Hay que ser verídico: Molina, en aquel tiempo, no era un borracho. Y tampoco era morfinómano, como tanto se ha asegurado. Es verdad que bebía a veces moderadamente; y si algún momento se sentía ebrio, acudía a casa de un médico amigo a suplicarle le aplicara una inyección de morfina, para suprimir la borrachera de alcohol. Pero nunca usó de costumbre la morfina, ni siquiera supo aplicarse él mismo una inyección. No se concibe un morfinómano semejante. Si hubiera sido morfinómano, no habría muerto como murió.

A pesar de su hermetismo, tanta confianza me dispensaba que me refirió en esos días su situación. Le cobraban el alquiler de casa, le cobraban la mesa, y él no tenía esperanza de pagar. Pronto no tendría dónde vivir ni dónde comer. Eso le torturaba horriblemente. Y no quería que su compañera tan dulce y tan buena y tan abnegada, se enterara de aquella apremiante situación.

Su estado de ánimo le obligaba a buscar un lenitivo en el alcohol, en sus últimos días. Pero le daba vergüenza embriagarse, y acudía a su médico para que aplicara la inyección. Resistía doce centígrados, que eran suficientes para vencer la embriaguez alcohólica. Después de la inyección dormía, para despertar siempre frente al irresoluble problema de la vida.

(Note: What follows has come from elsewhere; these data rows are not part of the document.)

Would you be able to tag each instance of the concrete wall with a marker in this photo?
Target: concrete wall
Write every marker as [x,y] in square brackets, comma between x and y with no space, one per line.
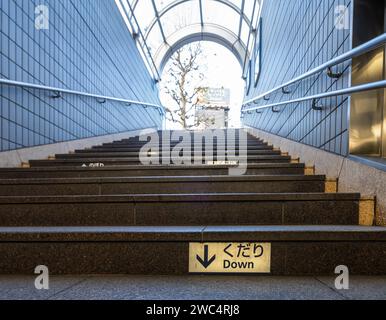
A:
[297,36]
[86,48]
[352,176]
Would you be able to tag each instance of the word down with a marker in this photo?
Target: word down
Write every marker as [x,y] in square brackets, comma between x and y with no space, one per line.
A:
[229,257]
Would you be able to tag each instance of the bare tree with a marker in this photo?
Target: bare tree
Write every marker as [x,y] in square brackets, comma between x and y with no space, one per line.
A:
[184,78]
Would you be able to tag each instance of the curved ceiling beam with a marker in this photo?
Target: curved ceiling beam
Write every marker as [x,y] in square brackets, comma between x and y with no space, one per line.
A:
[195,32]
[179,2]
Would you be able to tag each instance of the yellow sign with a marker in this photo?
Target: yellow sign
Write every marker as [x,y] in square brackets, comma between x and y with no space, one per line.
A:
[230,257]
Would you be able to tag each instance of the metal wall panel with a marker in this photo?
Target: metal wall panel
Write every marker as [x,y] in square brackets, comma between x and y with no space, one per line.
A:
[298,36]
[86,48]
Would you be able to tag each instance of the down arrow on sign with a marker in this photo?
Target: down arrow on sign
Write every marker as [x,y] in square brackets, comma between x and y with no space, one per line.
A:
[206,262]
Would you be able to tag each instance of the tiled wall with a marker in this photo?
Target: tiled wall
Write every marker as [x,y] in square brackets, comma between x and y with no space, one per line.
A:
[86,48]
[298,36]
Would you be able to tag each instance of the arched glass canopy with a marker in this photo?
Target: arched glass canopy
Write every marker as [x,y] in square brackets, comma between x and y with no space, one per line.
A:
[163,26]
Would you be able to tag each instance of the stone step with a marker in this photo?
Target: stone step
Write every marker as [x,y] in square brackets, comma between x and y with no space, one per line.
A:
[182,210]
[136,154]
[159,185]
[136,149]
[132,161]
[126,171]
[295,250]
[197,145]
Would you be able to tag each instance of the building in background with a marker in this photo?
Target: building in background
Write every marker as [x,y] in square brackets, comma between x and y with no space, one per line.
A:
[212,109]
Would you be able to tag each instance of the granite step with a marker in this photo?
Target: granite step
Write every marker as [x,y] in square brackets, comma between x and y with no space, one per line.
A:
[136,149]
[157,250]
[159,185]
[130,148]
[181,210]
[140,144]
[133,161]
[136,154]
[140,170]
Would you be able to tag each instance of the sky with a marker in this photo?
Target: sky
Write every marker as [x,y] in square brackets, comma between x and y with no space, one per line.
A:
[222,70]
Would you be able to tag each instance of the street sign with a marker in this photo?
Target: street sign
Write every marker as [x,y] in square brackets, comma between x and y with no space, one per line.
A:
[244,257]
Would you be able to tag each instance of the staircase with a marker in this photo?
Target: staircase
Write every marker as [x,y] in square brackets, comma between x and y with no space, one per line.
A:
[100,210]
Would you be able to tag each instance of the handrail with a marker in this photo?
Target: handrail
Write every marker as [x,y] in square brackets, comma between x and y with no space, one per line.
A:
[78,93]
[342,92]
[364,48]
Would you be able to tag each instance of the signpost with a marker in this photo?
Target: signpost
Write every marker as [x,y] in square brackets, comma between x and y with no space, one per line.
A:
[230,257]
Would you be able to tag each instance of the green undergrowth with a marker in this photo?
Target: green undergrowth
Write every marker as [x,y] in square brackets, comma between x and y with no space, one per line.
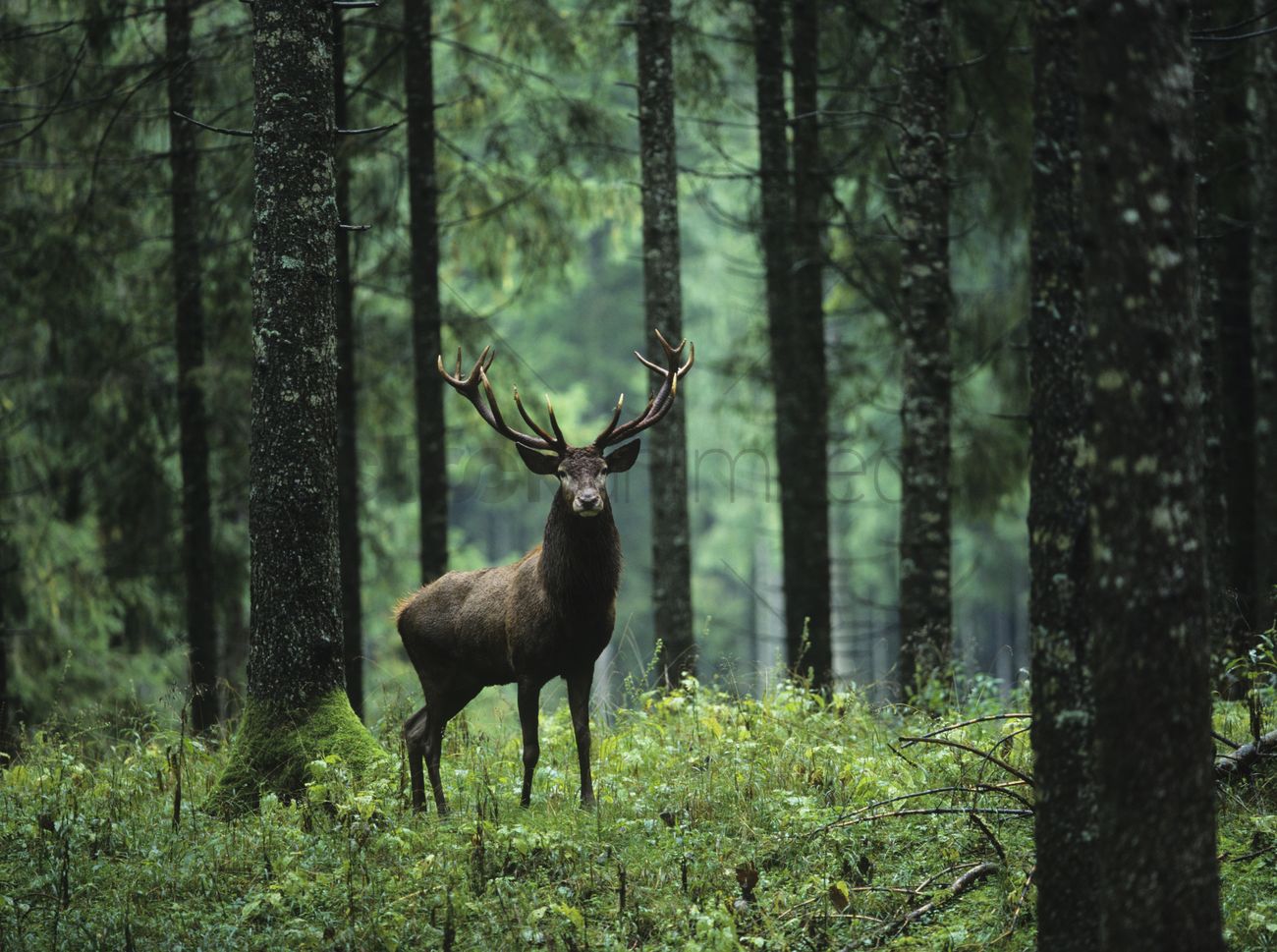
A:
[723,823]
[273,747]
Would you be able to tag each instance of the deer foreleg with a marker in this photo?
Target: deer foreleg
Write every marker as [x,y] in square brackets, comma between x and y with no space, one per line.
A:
[579,701]
[528,709]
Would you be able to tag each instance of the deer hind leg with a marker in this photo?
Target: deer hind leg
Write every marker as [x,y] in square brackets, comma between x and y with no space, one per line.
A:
[414,742]
[528,710]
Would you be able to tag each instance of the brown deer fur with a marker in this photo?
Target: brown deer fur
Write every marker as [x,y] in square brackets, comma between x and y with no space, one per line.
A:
[548,615]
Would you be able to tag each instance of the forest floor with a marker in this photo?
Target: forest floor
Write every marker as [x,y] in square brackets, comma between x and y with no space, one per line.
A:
[784,823]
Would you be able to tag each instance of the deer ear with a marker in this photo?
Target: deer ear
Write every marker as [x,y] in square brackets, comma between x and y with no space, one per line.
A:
[537,462]
[622,458]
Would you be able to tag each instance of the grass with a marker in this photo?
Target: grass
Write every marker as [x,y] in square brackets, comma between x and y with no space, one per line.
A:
[722,824]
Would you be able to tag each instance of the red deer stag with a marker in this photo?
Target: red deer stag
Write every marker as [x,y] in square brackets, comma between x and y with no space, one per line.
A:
[548,615]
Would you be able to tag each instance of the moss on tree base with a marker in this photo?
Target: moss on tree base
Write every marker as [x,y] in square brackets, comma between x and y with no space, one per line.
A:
[273,745]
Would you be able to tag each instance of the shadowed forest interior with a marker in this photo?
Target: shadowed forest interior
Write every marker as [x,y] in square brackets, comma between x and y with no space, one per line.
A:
[952,511]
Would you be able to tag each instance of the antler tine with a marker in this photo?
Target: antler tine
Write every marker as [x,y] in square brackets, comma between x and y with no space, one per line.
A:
[660,402]
[612,424]
[554,441]
[469,387]
[554,425]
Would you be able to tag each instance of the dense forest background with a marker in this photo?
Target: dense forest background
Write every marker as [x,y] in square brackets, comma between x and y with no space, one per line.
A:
[983,319]
[540,255]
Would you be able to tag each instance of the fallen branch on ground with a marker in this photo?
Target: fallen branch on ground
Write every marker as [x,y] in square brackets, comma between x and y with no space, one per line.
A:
[1240,761]
[991,757]
[957,888]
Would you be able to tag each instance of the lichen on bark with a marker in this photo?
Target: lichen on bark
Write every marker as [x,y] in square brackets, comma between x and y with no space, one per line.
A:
[297,705]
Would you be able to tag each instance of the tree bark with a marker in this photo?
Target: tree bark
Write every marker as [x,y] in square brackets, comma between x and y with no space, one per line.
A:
[1148,583]
[796,369]
[297,704]
[348,454]
[663,306]
[1264,314]
[1231,234]
[807,392]
[926,612]
[190,334]
[1059,544]
[1205,298]
[422,200]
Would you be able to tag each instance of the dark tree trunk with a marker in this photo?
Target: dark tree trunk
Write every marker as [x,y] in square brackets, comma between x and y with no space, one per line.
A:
[1148,583]
[926,613]
[1264,315]
[190,331]
[805,403]
[1205,298]
[422,199]
[1059,546]
[663,306]
[1230,233]
[297,704]
[348,455]
[12,607]
[796,369]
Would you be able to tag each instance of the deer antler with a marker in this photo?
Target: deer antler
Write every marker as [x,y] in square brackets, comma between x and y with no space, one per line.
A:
[469,387]
[659,403]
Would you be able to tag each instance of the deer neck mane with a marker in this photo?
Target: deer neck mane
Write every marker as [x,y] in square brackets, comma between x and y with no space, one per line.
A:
[580,556]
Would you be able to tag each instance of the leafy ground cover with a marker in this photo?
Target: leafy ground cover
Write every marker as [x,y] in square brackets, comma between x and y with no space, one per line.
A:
[723,823]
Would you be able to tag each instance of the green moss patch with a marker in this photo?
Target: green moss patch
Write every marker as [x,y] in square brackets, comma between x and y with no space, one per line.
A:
[273,745]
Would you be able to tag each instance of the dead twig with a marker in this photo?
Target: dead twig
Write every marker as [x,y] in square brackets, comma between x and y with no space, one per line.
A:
[977,752]
[1014,716]
[1243,760]
[963,883]
[990,836]
[935,812]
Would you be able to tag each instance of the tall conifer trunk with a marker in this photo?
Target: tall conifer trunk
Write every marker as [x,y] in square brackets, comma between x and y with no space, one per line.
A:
[1264,314]
[797,364]
[926,613]
[196,528]
[1148,583]
[663,306]
[1059,546]
[422,202]
[348,454]
[1230,233]
[297,706]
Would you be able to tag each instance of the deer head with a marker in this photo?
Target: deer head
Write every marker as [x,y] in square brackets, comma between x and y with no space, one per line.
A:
[582,471]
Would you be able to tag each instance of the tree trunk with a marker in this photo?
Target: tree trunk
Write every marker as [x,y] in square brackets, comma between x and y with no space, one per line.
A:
[348,455]
[926,613]
[1264,314]
[804,498]
[663,306]
[1205,296]
[422,199]
[297,704]
[805,403]
[1059,546]
[190,332]
[13,608]
[1148,583]
[1230,233]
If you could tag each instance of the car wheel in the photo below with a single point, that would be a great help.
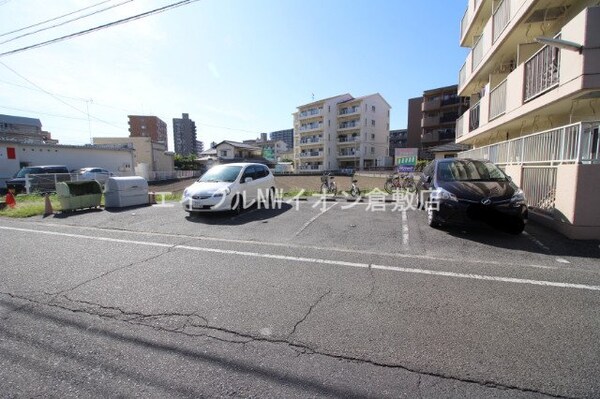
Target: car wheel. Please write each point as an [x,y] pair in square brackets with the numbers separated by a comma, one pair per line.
[432,217]
[237,205]
[516,227]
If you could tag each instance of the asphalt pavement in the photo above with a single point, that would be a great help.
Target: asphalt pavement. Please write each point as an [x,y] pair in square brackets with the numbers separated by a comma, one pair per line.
[314,299]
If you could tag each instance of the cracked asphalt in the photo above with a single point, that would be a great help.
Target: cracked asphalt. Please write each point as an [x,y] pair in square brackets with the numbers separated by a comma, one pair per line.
[313,301]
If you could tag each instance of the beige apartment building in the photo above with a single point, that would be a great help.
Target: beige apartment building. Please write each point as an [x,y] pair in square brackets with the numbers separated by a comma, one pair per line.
[342,132]
[533,77]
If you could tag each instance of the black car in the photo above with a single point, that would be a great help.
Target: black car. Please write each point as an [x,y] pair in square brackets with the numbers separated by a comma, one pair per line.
[38,182]
[463,190]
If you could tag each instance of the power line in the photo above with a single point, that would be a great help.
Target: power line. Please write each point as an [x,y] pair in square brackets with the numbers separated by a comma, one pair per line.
[55,97]
[52,19]
[66,22]
[108,25]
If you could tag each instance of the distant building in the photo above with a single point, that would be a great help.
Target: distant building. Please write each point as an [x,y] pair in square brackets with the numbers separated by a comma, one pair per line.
[342,132]
[184,135]
[148,126]
[199,147]
[432,117]
[23,130]
[398,139]
[287,136]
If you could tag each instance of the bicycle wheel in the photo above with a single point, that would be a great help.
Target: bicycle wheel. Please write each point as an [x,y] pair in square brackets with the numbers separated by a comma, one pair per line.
[389,186]
[333,188]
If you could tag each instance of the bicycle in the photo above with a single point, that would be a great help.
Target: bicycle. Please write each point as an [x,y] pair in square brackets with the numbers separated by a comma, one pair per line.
[328,185]
[400,182]
[354,190]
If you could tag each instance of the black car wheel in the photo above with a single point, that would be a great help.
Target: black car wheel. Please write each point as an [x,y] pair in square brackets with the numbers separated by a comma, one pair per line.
[432,216]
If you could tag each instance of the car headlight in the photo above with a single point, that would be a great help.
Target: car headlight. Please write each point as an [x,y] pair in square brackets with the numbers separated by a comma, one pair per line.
[518,198]
[442,194]
[221,193]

Ya se sabe que en aquella época, los hondureños eran vistos peor que los chinos en El Salvador. Muchos de ellos estaban en la Penitenciaría, sufriendo toda suerte de amargura. ¿Qué podíamos  esperar los que no estábamos en la cárcel? ¿Qué podía esperar Molina? Y él me decía con pena: “Usted puede luchar y triunfar, yo no, porque carezco del don de gentes: yo soy montaraz, salvaje y taciturno: Solo en mi patria puedo vivir bien: aquí me asfixio: no podré resistir esta prueba”.

Cierto día, quizá comprendiendo que solo la muerte podría librarlo de tantas penalidades, resolvió suprimirse; y después de haberse embriagado, acudió a su médico, y este le inyectó los doce centígrados de morfina: después fue a casa de otro médico, quien le inyectó igual cantidad. En seguida llegó a mi cuarto, con las pupilas veladas y extraviadas, yo comprendía su estado; pero él me aseguró que aquello se debía al alcohol, y que le era indispensable una inyección de morfina para dormir y restablecerse. Tanto me exigió, que busqué un médico para que le inyectara más morfina, ocho centígrados más, aunque él exigía mayor cantidad. Entonces hubo una noche de zozobra. Yo conocía en parte su situación, y me consagré a cuidarlo, no dejándolo dormir, procurándole la asistencia necesaria en tales casos de envenenamiento, hasta que logré salvarle la vida.